Çocukluk yıllarımda yorganını yastığını sırtına sarıp Ankara'ya mevsimlik çalışmaya gidenlerin hikâyesini bilirim. İşte bu hikâyelerden biri de Feyzullah'ın acıklı hikâyesi: "Gayri buralarda bize rahat yok." Dedi Feyzullah "ya aç kalıp öleceğiz ya da yaşamak için ekmeğimizin peşinden gideceğiz". Feyzullah kırk beş yaşındaydı iki kız çocuğu vardı. Belediye'de temizlik işçisi olarak çalışırken, şirketi ihaleyi tekrar kazanamadığı için yeni gelen şirket işten çıkardığından o da işsizler kervanına katılmıştı. 

İşten atılınca köyüne döndü Feyzullah. Bir süre biriktirdikleriyle yetindi, daha sonra sağa sola borçlandı. Yakınlarından da destek görmeyince eski işine yani tırpan biçmeye başladı. Toprağı, tarlası yoktu Feyzullah'ın, olanı da icara veriyordu. Çevre köylerin en iyi tırpan biçeni oydu. Ama işler eskisi gibi değildi artık. Köyden kentlere yoğun göçler olmuş, toprağı ekip biçen azalmıştı. Olan da kendi imkânlarıyla hallediyordu işini.

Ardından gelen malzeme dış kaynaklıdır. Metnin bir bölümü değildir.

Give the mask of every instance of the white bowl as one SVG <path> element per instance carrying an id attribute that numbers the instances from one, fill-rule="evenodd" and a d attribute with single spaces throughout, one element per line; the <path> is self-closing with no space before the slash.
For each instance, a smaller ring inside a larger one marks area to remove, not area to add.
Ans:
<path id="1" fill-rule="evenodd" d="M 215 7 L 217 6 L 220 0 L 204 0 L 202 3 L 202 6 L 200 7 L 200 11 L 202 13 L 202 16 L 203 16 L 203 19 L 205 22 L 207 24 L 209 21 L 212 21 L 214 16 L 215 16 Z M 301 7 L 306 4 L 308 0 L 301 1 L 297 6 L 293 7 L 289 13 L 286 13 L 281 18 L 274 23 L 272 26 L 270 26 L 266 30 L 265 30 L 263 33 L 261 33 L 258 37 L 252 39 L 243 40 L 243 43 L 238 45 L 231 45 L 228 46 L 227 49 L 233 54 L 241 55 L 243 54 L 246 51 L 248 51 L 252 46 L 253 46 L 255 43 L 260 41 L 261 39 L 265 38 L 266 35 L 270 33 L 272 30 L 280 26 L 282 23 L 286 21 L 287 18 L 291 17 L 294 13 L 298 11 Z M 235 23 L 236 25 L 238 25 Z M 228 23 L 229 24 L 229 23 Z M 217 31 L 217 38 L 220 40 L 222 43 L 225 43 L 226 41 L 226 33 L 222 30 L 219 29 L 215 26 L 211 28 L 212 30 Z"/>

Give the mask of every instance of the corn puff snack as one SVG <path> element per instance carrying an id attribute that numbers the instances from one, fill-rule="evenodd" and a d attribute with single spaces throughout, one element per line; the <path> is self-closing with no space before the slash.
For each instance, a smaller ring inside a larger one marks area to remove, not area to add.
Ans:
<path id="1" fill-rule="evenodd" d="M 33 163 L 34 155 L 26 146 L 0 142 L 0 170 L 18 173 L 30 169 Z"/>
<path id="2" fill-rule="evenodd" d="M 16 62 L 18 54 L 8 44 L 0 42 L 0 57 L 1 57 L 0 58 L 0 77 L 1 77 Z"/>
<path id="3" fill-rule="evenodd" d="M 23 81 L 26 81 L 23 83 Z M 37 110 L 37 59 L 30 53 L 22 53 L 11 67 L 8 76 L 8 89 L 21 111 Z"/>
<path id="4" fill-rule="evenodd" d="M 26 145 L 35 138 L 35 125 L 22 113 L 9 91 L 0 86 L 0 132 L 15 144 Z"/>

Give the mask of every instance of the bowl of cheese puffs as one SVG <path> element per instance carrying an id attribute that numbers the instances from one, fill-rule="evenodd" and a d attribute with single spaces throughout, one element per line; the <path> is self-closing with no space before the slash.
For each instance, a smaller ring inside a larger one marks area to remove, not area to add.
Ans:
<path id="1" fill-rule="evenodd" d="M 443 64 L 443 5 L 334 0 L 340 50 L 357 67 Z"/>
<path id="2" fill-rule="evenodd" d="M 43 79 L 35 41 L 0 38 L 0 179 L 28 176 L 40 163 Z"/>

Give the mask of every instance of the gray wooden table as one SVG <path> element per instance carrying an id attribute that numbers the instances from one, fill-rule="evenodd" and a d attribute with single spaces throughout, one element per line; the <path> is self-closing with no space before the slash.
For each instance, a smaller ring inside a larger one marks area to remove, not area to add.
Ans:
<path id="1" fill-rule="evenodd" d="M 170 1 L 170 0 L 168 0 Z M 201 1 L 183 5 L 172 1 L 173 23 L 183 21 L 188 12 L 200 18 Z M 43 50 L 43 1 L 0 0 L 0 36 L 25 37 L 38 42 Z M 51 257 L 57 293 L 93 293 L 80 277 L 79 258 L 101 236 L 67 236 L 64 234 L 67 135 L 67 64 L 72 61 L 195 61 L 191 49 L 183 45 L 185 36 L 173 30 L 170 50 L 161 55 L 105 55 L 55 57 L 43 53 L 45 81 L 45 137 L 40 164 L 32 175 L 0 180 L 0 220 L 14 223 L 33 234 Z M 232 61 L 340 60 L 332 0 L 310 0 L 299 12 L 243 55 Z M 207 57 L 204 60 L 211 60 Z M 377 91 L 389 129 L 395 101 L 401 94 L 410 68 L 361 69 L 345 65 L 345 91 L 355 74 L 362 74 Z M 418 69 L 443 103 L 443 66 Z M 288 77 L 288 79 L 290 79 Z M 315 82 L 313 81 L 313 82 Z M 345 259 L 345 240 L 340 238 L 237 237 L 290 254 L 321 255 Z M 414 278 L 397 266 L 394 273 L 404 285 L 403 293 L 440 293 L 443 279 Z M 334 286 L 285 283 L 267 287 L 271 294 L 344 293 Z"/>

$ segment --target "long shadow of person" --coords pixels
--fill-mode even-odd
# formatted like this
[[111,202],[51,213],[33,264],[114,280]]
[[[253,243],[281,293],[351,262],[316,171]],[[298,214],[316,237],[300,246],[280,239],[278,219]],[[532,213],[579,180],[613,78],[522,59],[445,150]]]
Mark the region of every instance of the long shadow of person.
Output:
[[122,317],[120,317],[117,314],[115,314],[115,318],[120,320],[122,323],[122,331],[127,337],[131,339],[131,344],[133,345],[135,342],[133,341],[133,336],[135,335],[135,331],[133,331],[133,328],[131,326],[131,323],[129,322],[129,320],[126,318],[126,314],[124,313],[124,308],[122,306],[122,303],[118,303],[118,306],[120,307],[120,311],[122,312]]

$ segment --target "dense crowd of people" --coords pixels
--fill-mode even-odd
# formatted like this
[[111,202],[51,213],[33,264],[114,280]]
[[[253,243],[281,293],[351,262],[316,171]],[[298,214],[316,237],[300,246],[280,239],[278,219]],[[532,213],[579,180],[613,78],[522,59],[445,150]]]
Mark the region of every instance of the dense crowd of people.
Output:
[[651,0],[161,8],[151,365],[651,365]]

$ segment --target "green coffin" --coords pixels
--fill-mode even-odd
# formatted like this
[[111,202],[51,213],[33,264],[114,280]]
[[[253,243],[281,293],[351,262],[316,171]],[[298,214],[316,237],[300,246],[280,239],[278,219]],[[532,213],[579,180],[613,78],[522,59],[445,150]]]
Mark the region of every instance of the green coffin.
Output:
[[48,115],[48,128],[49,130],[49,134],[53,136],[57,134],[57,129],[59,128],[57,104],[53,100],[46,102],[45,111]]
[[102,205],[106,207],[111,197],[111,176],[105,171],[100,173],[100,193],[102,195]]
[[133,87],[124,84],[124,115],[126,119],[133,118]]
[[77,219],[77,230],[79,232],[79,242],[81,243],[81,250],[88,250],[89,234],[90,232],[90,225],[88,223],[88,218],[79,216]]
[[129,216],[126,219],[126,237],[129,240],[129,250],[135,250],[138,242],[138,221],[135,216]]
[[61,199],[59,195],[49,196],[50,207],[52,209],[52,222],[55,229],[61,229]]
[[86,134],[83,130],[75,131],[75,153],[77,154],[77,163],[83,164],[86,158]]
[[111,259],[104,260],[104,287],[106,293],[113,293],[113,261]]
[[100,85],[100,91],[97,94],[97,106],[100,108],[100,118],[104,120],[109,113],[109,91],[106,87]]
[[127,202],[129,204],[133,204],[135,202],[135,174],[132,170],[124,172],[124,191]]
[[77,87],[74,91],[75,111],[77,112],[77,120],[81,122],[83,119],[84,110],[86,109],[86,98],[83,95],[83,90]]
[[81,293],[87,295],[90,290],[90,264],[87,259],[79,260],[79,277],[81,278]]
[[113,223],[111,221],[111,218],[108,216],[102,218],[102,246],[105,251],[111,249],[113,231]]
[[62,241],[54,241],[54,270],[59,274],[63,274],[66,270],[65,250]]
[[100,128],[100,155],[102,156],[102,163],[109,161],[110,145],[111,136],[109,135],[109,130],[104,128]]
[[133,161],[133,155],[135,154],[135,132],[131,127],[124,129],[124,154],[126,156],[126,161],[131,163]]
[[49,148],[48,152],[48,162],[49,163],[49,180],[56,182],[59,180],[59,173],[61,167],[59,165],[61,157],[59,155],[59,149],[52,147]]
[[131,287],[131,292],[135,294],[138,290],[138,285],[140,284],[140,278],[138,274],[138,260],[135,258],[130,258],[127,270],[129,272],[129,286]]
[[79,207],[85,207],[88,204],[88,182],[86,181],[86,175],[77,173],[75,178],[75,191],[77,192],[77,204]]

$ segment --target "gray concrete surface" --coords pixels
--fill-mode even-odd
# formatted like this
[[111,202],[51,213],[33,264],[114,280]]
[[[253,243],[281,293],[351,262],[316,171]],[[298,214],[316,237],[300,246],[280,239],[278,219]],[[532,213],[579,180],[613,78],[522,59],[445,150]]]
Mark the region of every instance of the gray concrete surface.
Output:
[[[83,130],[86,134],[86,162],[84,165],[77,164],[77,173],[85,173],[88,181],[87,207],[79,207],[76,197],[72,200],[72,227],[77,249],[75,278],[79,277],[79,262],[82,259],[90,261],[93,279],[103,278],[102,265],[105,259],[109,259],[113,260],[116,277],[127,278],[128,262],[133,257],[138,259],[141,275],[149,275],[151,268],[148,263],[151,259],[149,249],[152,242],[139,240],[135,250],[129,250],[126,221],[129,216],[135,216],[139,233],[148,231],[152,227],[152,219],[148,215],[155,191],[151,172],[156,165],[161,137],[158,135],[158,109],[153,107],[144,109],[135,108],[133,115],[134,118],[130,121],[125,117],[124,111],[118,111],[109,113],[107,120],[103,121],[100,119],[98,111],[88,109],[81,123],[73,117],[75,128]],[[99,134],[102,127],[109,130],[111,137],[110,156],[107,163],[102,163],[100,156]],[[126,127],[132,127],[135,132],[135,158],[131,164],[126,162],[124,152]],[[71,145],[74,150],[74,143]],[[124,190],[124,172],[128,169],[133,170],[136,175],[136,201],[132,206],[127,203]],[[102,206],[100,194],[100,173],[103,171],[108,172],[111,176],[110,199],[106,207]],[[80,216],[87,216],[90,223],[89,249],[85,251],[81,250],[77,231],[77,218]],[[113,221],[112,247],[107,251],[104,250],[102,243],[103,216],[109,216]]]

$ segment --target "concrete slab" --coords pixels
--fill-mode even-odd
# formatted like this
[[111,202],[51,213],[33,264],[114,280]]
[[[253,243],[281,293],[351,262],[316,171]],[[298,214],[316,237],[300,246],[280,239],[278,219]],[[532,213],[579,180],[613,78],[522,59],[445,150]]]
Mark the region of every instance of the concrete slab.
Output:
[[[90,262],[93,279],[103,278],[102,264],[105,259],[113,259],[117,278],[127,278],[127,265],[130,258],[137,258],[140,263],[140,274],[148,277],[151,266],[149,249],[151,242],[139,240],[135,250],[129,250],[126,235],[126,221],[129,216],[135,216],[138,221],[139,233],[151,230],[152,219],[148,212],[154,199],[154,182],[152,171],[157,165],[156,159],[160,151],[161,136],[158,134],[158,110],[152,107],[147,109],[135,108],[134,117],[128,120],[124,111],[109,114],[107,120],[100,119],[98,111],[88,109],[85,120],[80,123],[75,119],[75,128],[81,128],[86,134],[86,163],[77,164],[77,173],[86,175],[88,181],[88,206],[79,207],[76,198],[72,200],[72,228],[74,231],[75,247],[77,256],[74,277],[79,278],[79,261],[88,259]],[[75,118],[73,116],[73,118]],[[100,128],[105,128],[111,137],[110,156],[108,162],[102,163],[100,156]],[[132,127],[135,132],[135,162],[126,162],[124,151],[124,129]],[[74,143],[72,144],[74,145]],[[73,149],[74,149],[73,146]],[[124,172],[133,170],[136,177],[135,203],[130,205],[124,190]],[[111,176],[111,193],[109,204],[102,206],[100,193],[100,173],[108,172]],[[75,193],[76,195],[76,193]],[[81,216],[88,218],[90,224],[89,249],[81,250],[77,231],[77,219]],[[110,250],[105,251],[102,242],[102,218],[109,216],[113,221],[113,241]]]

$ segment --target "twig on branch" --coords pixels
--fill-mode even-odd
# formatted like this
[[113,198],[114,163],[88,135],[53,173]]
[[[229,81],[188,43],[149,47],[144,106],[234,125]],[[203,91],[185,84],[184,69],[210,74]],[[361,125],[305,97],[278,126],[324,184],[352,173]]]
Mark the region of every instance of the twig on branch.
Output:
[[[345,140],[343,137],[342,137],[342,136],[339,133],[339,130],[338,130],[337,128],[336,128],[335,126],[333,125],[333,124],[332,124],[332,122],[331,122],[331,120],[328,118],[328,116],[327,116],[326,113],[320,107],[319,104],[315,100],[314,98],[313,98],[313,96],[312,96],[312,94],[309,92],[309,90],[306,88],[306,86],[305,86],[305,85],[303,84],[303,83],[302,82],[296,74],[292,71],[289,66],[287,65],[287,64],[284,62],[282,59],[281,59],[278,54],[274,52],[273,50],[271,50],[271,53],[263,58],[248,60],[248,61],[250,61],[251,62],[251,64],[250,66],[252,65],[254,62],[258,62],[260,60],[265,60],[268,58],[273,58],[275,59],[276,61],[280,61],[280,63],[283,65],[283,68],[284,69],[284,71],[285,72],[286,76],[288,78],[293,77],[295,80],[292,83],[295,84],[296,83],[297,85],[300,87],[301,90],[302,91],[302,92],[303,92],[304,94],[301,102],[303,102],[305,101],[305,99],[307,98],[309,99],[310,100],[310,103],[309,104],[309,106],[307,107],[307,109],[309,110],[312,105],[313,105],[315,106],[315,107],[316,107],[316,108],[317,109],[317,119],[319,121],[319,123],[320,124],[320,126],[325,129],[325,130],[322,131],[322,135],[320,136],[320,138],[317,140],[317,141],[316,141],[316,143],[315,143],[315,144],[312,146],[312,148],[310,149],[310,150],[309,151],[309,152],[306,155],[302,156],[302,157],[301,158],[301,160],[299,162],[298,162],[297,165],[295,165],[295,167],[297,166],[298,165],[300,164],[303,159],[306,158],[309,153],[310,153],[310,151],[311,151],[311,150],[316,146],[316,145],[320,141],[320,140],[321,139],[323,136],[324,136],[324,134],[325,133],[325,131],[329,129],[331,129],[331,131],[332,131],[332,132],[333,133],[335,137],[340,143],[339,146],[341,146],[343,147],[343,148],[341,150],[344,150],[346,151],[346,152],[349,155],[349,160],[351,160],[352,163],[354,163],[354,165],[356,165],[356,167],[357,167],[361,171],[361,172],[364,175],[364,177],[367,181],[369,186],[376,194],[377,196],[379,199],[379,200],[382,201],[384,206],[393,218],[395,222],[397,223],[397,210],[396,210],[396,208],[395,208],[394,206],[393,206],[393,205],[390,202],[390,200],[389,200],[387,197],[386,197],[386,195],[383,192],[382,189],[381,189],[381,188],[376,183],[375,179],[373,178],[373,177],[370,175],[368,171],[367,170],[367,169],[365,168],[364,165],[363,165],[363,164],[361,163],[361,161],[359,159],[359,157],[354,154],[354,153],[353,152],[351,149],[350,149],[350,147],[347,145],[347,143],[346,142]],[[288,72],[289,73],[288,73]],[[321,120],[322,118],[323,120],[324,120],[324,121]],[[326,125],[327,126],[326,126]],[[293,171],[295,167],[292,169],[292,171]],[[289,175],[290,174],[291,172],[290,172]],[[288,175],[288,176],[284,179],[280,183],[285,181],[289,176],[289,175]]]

Bir akşamüzeri karısı Seher ile baş başa kalınca sedirde göğsüne yasladığı karısına: "Sende en çok neyi seviyorum biliyor musun?" dedi. Seher "Neyi" dedi. Alnına bir öpücük kondurdu Feyzullah "Hani ara sıra sana "Seher" diye sesleniyorum ya. Dönüp baktığında öyle masum gözüküyorsun ki, öyle sevecen, öyle cana yakın. Sımsıkı sarasım geliyor seni, ölene kadar bırakmayacak gibi."
Bu konuşmadan üç gün sonraydı okullar tatil olunca mevsimlik işçi olarak Uşak'a gitmeye karar verdiler. Feyzullah'ın amacı üç ay boyunca orada çalışıp okullar açılınca tekrar dönmekti. Üzerinde yaşadıkları toprak doyurmayacaktı karınlarını. Önceleri kabul etmek istemedi Seher: "Ne yaparız bilmediğimiz ellerde" dedi ama Feyzullah oraları iyi biliyordu. Evlenmeden önce gitmişliği vardı. "Bana güven" dedi karısına "kapının önünde duran eski arabayı neden satmadığımı sanıyorsun? Arkaya eşyalarımızı doldururuz çocuklarla da sen yanıma oturursun. Gittiğimiz yerde işimiz hazır. Ben her şeyi ayarladım merak etme."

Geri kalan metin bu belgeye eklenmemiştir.